Englische Fußballklubs haben zum Sturm angesetzt. Ihr Ziel ist die Wertpapierbörse. Sie wollen auf den Kurszettel, ihre Aktien leichter handelbar machen und auf diese Weise Kapital auftreiben.

Am Ende der Saison könnte bereits die Hälfte der zwanzig Vereine in der obersten englischen Liga (premier league) börsennotierte Unternehmen sein. Die Phantasie der Kapitalanleger beflügelt die Aussicht, die Klubs könnten mit bezahlten Fernsehübertragungen viel Geld verdienen.

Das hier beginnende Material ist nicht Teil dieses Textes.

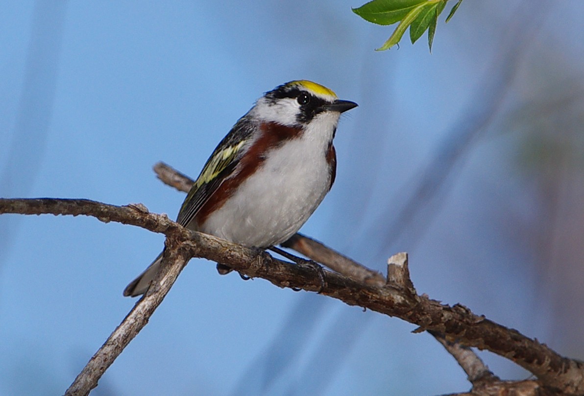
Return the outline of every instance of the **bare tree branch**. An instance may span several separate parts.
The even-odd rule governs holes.
[[[447,341],[457,341],[464,345],[487,349],[507,357],[535,374],[543,385],[565,394],[584,394],[582,362],[564,357],[537,340],[475,315],[460,304],[450,307],[425,295],[412,294],[401,286],[367,284],[340,274],[317,270],[308,264],[291,265],[274,259],[265,252],[192,232],[166,216],[148,213],[141,206],[114,206],[88,200],[0,199],[0,214],[2,213],[84,214],[102,221],[119,221],[163,232],[167,237],[167,246],[179,246],[182,252],[179,255],[183,258],[175,261],[175,265],[180,268],[184,265],[182,260],[186,262],[188,258],[204,257],[228,263],[242,275],[262,277],[280,287],[319,291],[349,305],[397,317],[418,325],[422,330],[443,334]],[[157,278],[163,276],[159,274]],[[164,277],[158,283],[167,284],[169,289],[171,278]],[[139,316],[137,313],[135,315]],[[146,321],[147,318],[145,317]],[[112,337],[123,340],[121,349],[124,343],[127,345],[131,339],[127,334]],[[127,338],[129,338],[126,340]]]
[[[154,171],[164,183],[180,191],[188,192],[194,183],[187,176],[164,162],[158,162],[154,165]],[[324,264],[333,271],[356,280],[381,287],[388,282],[393,282],[404,287],[405,290],[416,293],[409,277],[406,253],[398,253],[390,258],[388,260],[386,279],[377,271],[371,270],[318,241],[300,233],[293,235],[281,244],[281,245],[293,249],[311,260]],[[484,377],[496,378],[470,348],[462,346],[456,342],[447,341],[444,335],[439,332],[429,332],[454,357],[466,373],[471,383],[474,384],[476,380]]]
[[[67,389],[65,396],[89,394],[98,385],[98,381],[107,368],[146,325],[190,258],[188,251],[180,249],[180,245],[166,246],[162,268],[152,280],[152,287],[89,360]]]

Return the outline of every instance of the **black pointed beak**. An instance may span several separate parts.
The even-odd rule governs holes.
[[[350,110],[354,107],[356,107],[359,105],[356,103],[354,102],[351,102],[350,100],[341,100],[340,99],[337,99],[333,102],[330,105],[327,105],[325,107],[326,110],[331,112],[339,112],[339,113],[344,113],[347,110]]]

Die Vereine der oberen Ligen sind traditionell als Aktiengesellschaften organisiert. Die Anteile liegen in der Regel in festen Händen, nämlich denen der finanzkräftigen Fußballfreunde, die sich ihre Liebhaberei etwas kosten lassen und gern in den Angelegenheiten der Klubs mitmischen. Für die Aktien gibt es einen inoffiziellen Markt, aber die Anteile wechseln selten den Besitzer.

Als erster Verein wagte der Londoner Klub Tottenham Hotspur bereits 1983 den Gang zur Börse. Aber die Anleger scheuten das Papier.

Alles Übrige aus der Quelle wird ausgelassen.